Figure 2 and Supplementary Figure 1 show all ACC values from cluster size 2 to 19 in range of amino acid reduction type 1 to type 20. When reduced type is 5 and cluster size is 19, classifier gets the best accuracy of 97.21%. Here, a fact needs to be state that we have calculated all the 629 descriptors of 74 types separately and they are 1–20, 21–40, 41–60, and 61–74, respectively. Since the highest ACC appears in type 5 and cluster size 19, only the heat map and histogram of type 1 to 20 are shown. It can be seen that the expression of histogram and heat map are consistent and when the cluster size is more than 10, the classification performance will be significantly improved. This may be because if the size of the cluster is too small, it is hard to express all the information of the sequence.
FIGURE 2.
Heat map of ACC values with reduced types from 1 to 20 and cluster size of 2 to 19 on training dataset in DS1. In general, the color gradient from green to red indicates the increasing trend of the values of ACC, and the areas with “None” indicate that there are no such reduction descriptors at the intersections of the corresponding reduction types and cluster sizes.
We want to know whether the prediction performance will be further improved after feature selection based on the current best performance (Reduction type = 5, Cluster size = 19). Figure 3 shows the feature selection process when cluster size is 19 and reduced type is 5. We can see that the accuracy of iAMP-RAAC is improved from 97.21 to 97.23%, and the number of features is reduced from 361 to 336. Although AMPfun reduced the number of features from 9,367 to 2,452 after feature selection, compared with iAMP-RAAC, the latter is only 13.70% of the former. This result proves that combination of ANOVA and IFS is an effective method to filter useful features.
FIGURE 3.
Feature selection process when reduction type is 5 and cluster size is 19 in the first stage on training set in DS1. The horizontal axis represents the number of features, and the vertical axis represents the value of ACC. The number of selected features and the value of corresponding ACC are marked on the curve.
We compare the performance of iAMP-RAAC and AMPfun on independent test set. As seen in Table 4, AMPfun acquired AUC of 98.94% by 2,452 features, while iAMP-RAAC gets that of 98.47% by only 361 features. Although AMPfun didn’t calculate SN, SP, ACC and MCC, we find that the evaluation metric values on independent test set are lower than that on training set for most datasets in general. Because the SP, ACC and MCC of iAMP-RAAC on the independent test set are higher than those on the training set of AMPfun, therefore, we believe metric values of iAMP-RAAC performs better than that of AMPfun on the independent test set.
TABLE 4.
Performance comparisons of iAMP-RAAC and the other method on independent test set in DS1.

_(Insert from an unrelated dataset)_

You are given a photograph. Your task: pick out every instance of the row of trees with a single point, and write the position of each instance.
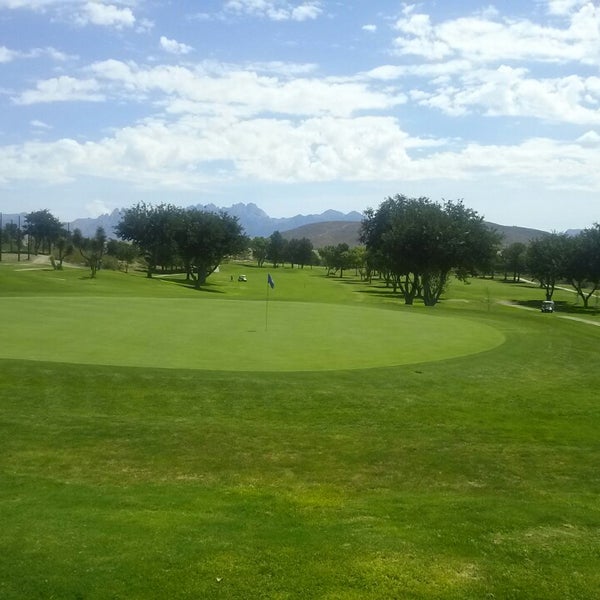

Method | SN (%) | SP (%) | ACC (%) | MCC (%) | AUC (%) | Number of Features |
iAMP-RAAC | 88.44 | 97.91 | 97.11 | 82.24 | 98.47 | 361 |
AMPfun | – | – | – | – | 98.94 | 2,452 |
“–” means that there is no value in the corresponding item.
Performance Evaluation of AMPs With Various Functional Activities
In order to investigate the classification performance of seven different antimicrobial functional activity classifiers on the training set in DS2, we evaluate RF and iAMP-RAAC. As shown in Table 5, except anti-viral, each ACC and MCC of iAMP-RAAC exceed RF, especially ACC of anticancer peptides exceed 15% of that of RF, and MCC of targeting mammals exceed 36% of that of RF. Although the performances of SN for several activities are lower than that of RF, iAMP-RAAC performs better than RF as a whole. It may also imply that any model is not perfect and each has its own advantages and disadvantages.
TABLE 5.
Performance comparisons of iAMP-RAAC and RF (Chung et al., 2019) on training set in DS2 in the seven different AMP functional activities based on 10-fold cross-validation.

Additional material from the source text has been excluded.